Ensayo de estabilidad de unión de Tn5/ADN
Se demostró que la Tn5 estándar permanece unida a su ADN diana después del etiquetado (resultados no publicados). Por lo tanto, el llenado de huecos del ADN marcado por una polimerasa y la posterior amplificación del ADN por PCR se verán impedidos por el impedimento estérico. Sin embargo, la Tn5 se disocia del ADN marcado cuando se eleva la temperatura, permitiendo así el llenado de huecos y la PCR del ADN por una polimerasa. La temperatura requerida para permitir la reacción de PCR de una polimerasa puede utilizarse, por tanto, para comparar las estabilidades de unión Tn5/ADN de varios mutantes de Tn5. Cuanto mayor sea la temperatura requerida, más estable será el complejo.
El mutante Tn5-059 o el Tn5 estándar se utilizó para marcar el ADNg de B. cereus en una reacción de 1 mL siguiendo el protocolo estándar de Nextera, excepto que el tampón TD se sustituyó por 20 mM de acetato de Tris, pH 7,5, 5 mM de acetato de magnesio. El tampón TD contiene magnesio, por lo que esto no debería crear un efecto adicional combinado con las mutaciones para cambiar el sesgo de inserción. Se dispensaron alícuotas de 25 μL de reacción en una placa de PCR por triplicado y se incubaron a 55 °C durante 5 min, seguidas de centrifugación (1000 g durante 5 min a 4 °C).
Para el segundo paso que contiene la PCR, se preparó una mezcla de PCR combinando 200 μL de PPC (cóctel de cebadores de PCR), 200 μL de i501, 200 μL de i507 y 400 μL de NPM (reactivos suministrados en el kit estándar de preparación de bibliotecas de ADN Nextera). A continuación, se añadieron 25 μL de esta mezcla a cada una de las alícuotas de reacción de marcaje de 25 μL de la placa de PCR, se mezclaron con una pipeta y se devolvieron al termociclador. El gradiente de temperatura entre 72 °C y 95 °C se generó a través de las 12 columnas de la placa y se mantuvo durante 1 min, la placa se incubó a 72 °C durante 5 min seguido de 98 °C durante 30 s. Después de este paso de llenado de huecos-desnaturalización, se realizaron 5 ciclos de PCR especificados en el método de preparación de bibliotecas de ADN Nextera. A continuación se centrifugó la placa a 1000 g durante 5 min a 4 °C. Cada reacción amplificada de marcación-PCR se purificó a continuación utilizando una placa de 96 pocillos Zymo Clean and Concentrator y se eluyó con 25 μL de Tris 10 mM, pH 8,0. Se preparó un triplicado de muestra de control negativo siguiendo el protocolo de marcaje estándar, incluyendo la limpieza de Zymo para eliminar la transpoasa Tn5, pero sin el paso de PCR. Se preparó un triplicado de control positivo siguiendo el protocolo de marcaje estándar, incluyendo la limpieza Zymo para eliminar la transposasa Tn5 y el paso de PCR para amplificar el ADN marcado.
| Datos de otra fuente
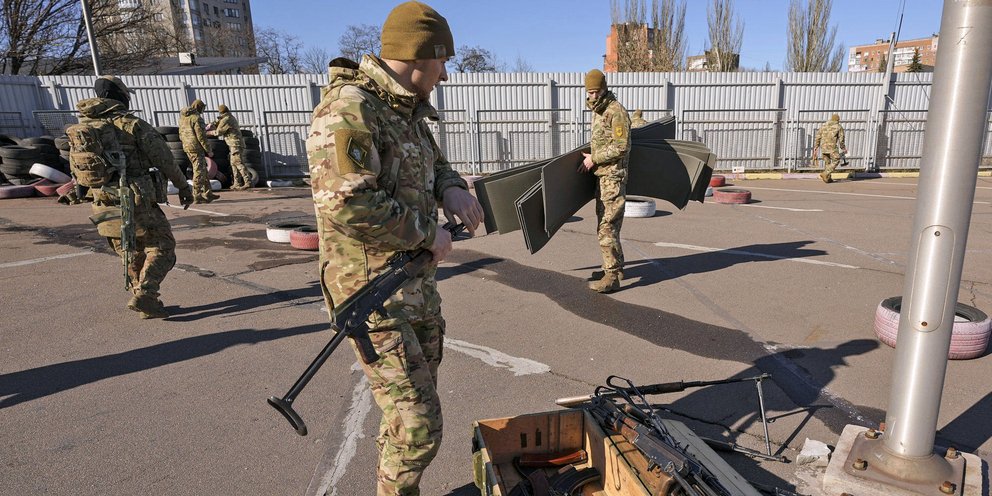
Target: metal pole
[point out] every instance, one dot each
(94, 51)
(955, 133)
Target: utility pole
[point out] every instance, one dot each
(901, 460)
(94, 51)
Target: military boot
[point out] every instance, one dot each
(148, 306)
(608, 284)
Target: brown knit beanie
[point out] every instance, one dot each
(415, 31)
(595, 80)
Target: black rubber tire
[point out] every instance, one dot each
(18, 152)
(969, 334)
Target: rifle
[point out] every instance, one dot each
(350, 320)
(125, 196)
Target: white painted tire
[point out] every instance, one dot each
(639, 206)
(969, 335)
(42, 170)
(280, 232)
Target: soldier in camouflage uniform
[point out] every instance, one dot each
(144, 148)
(637, 120)
(608, 161)
(377, 177)
(227, 128)
(193, 134)
(830, 142)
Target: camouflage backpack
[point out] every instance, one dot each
(89, 142)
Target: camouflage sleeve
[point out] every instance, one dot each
(615, 148)
(444, 176)
(153, 146)
(344, 173)
(201, 133)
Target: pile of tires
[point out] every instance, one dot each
(16, 162)
(969, 333)
(171, 136)
(253, 157)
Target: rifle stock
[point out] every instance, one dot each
(350, 320)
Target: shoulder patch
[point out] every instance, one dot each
(352, 147)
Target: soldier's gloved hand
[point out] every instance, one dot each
(186, 197)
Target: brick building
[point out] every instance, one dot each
(867, 58)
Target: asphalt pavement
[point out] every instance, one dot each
(96, 401)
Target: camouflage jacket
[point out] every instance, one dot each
(192, 131)
(830, 138)
(377, 177)
(610, 135)
(143, 147)
(229, 130)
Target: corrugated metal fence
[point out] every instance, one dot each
(490, 122)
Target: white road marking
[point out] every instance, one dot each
(361, 405)
(44, 259)
(753, 254)
(496, 358)
(191, 209)
(784, 208)
(844, 193)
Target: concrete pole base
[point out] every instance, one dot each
(858, 466)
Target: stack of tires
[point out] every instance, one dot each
(253, 157)
(222, 155)
(171, 136)
(16, 162)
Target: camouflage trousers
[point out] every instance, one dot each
(830, 161)
(241, 176)
(404, 385)
(610, 203)
(155, 252)
(201, 180)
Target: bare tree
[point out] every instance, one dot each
(360, 40)
(49, 37)
(726, 36)
(658, 47)
(811, 38)
(474, 59)
(314, 60)
(281, 50)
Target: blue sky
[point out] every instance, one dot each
(570, 35)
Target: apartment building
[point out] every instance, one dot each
(868, 58)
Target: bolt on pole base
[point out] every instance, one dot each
(861, 465)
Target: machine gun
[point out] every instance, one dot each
(125, 196)
(350, 320)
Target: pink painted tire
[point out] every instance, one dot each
(304, 238)
(21, 191)
(731, 196)
(211, 168)
(969, 336)
(47, 188)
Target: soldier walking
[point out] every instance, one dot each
(830, 142)
(144, 149)
(378, 176)
(608, 161)
(193, 134)
(227, 128)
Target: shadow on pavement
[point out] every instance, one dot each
(31, 384)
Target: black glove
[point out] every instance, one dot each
(186, 196)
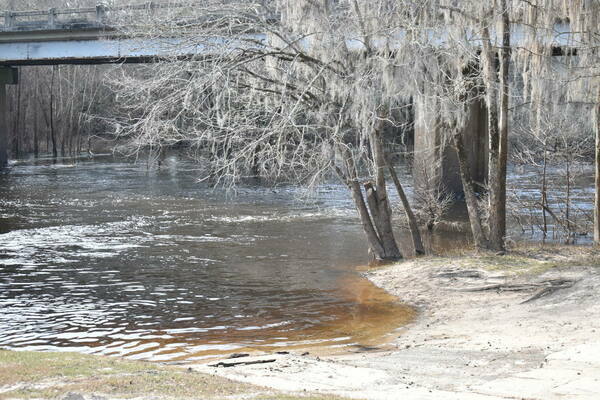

A continuación, todos los productos de ADN purificados se diluyeron 1:10 en Tris 10 mM, pH 8,0 y se cuantificaron utilizando Picogreen y un estándar de ADN lambda.
Los resultados demostraron que la Tn5 estándar se desprende del ADN marcado y, por lo tanto, permite el posterior relleno de huecos y las reacciones de PCR a 74,2 °C, mientras que la Tn5-059 lo hace a 76,6 °C (archivo adicional 3: Figura S2). La mayor temperatura requerida para Tn5-059 indica un complejo de unión al ADN más estable.